Taipy Application in Dataiku DSS¶
We'll begin by developing an application directly within Dataiku DSS. This approach allows you to utilize the comprehensive dataiku package, packed with powerful features, and seamlessly integrate your Taipy application into your existing ecosystem.
Taipy Application in Dataiku DSS
This has some limitations when it comes to publishing the application as a web app. Creating a web application through Code Studio sometimes results in an unexpected failure.
Prerequisites:¶
- Ensure that Code Studios is enabled for your instance.
- You must have a Code Environment with Taipy installed and Python version 3.9, 3.10, 3.11, or 3.12.
Step-by-Step Guide:¶
First, log in to your Dataiku DSS instance and create a new project or enter an existing project.
Create a new "Code Studio"¶
- Navigate to "Code Studios"
-
Click on "+ NEW CODE STUDIO".
-
Follow the link in the description for templates.
Add a template to Code Studio:¶
- Create a new template by clicking on "+ CREATE CODE STUDIO TEMPLATE".
You can either name your new template or import one using the dropdown arrow next to the button.
-
Configure your Code Studio:
-
Go to "Definition".
-
Add three blocks:
-
Code Environment: Select the Code Environment where Taipy is installed.
-
Visual Studio Code: Enable the "Launch for Webapps" option.
-
Entrypoint: Add a label (e.g., "taipy"), enable both "Launch for Webapps" and "Expose port".

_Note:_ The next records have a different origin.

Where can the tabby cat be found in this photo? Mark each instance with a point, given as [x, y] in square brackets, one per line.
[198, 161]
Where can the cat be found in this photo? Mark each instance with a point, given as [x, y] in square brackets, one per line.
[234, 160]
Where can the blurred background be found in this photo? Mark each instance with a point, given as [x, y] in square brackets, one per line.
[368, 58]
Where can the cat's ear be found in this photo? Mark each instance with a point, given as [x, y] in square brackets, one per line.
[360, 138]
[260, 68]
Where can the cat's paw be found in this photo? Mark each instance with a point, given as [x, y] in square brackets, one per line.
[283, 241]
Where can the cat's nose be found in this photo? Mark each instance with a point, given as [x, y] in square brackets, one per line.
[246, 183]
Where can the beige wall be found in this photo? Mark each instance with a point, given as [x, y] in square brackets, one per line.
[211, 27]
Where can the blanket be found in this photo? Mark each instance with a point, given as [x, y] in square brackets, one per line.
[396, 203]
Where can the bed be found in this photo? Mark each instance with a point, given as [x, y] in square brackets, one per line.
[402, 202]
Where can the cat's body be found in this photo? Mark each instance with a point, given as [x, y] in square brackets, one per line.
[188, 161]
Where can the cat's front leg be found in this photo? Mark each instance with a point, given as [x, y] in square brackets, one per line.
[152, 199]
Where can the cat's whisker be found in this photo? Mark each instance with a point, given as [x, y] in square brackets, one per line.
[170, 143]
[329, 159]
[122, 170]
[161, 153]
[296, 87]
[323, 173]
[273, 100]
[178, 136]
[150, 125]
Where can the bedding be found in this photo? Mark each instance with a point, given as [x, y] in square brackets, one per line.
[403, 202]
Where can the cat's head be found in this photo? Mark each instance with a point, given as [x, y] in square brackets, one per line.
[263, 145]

Specify an "Exposed port label" (e.g., "taipy") and the exposed port (5000, the default port for Taipy).
-
- Save and Build your template
Then, return to Code Studios to create a Code Studio using this template, which should now appear in the list.

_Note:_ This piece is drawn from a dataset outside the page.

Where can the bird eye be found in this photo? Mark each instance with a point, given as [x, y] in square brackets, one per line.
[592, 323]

Use the template in your Code Studio¶
-
Launch the studio and begin creating your first Taipy application.
-
In the run settings, use:
<Gui>.run(..., base_url="/code-studios/<PROJECT_NAME>/<CODE_STUDIO_ID>/<EXPOSED_PORT>/")
The exposed port should be 5000, as set in the Entrypoint block. You can find these details easily in the URL:
Access your application¶
- Navigate to the Taipy tab in Code Studio.
- Refresh the port and you should see your application live.
In conclusion, integrating Dataiku with Taipy provides a powerful solution for data processing, visualization, and scenario orchestration. By leveraging Taipy's scenario management and Dataiku's robust capabilities, organizations can enhance efficiency, scalability, and collaboration in their data scenarios. This integration enables seamless interaction between Dataiku projects and Taipy, facilitating the creation and scalability data-driven applications.